Parmi les étudiant·es que le Covid n’a pas rebu­té, il y a Valentin. Dans la salle dédiée aux donneur·es de la mai­son Crozatier, il est venu don­ner son plas­ma, le com­po­sant liquide du sang. Le jeune homme de 24 ans patiente confor­ta­ble­ment 45 minutes, le temps que son plas­ma soit extrait. Mais pen­dant l’attente, pas le temps de s’ennuyer : « Quand je viens, je lis un article pour ma thèse, je regarde une série, ou je lis un livre… Le temps passe super vite, et en plus on est super bien accueilli ! », nous garan­tit le jeune homme allon­gé sur le lit d’hôpital. Véritable fidèle du centre de don, Valentin vient au moins quatre fois par an depuis le lycée. Pourquoi ? Tout sim­ple­ment pour « contri­buer à aider des gens, explique le futur cher­cheur en bio­lo­gie. Comme je ne serai jamais en contact avec des malades dans mon métier, don­ner mon sang c’est ma façon à moi d’être un inter­mé­diaire, de me rap­pro­cher un peu d’eux. » Le jeune homme est un habi­tué des aiguilles, connais­seur du monde médi­cal grâce à ses études de sciences. Il s’est tou­jours sen­ti ras­su­ré et très bien accom­pa­gné par les soignant·es. « Et puis ils donnent tou­jours à man­ger à la fin, c’est sympa ! »

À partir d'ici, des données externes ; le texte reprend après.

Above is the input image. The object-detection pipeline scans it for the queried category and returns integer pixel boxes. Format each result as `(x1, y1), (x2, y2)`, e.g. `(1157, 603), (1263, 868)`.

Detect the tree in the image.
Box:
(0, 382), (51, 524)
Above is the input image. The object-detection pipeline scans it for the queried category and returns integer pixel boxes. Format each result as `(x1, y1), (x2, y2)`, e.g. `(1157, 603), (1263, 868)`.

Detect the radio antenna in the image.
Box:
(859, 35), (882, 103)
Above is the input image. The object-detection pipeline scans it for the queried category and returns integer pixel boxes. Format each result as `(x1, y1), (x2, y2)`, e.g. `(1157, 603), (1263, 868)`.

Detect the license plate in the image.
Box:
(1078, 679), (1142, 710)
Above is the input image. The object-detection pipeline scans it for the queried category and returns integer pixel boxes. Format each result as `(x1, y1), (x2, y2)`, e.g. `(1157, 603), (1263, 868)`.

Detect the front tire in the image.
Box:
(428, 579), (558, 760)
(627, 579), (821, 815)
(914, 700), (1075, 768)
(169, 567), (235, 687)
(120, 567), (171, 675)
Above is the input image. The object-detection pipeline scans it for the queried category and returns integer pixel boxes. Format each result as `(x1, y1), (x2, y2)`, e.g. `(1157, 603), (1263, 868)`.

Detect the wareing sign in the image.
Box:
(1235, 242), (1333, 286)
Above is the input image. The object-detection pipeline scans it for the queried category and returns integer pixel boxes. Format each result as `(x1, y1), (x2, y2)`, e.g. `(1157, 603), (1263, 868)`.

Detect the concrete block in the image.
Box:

Néanmoins, Valentin est lui-​même conscient d’être un cas à part. Autour de lui, il reste l’un des seuls par­mi ses proches à prendre le temps de don­ner son sang. « Certains de mes amis en bio­lo­gie le font aus­si, mais c’est parce qu’on connaît bien ce monde-​là. J’en parle un peu autour de moi, mais ça ne convainc pas beau­coup. » Les pubs de l’EFS sur Facebook lui servent de petit rap­pel. « J’ai vu pas­ser un post de l’EFS sur mes réseaux sociaux et je me suis dit “ah, c'est le moment d’y aller !” » Même s’il retourne au centre tous les trois mois, Valentin ne le per­çoit pas comme un enga­ge­ment envers l’EFS, mais bien comme un enga­ge­ment envers lui-​même. A la fin de notre dis­cus­sion, Valentin se tourne vers sa série, le bras ten­du, l’air tran­quille. Il lui reste 30 minutes pour finir son épisode.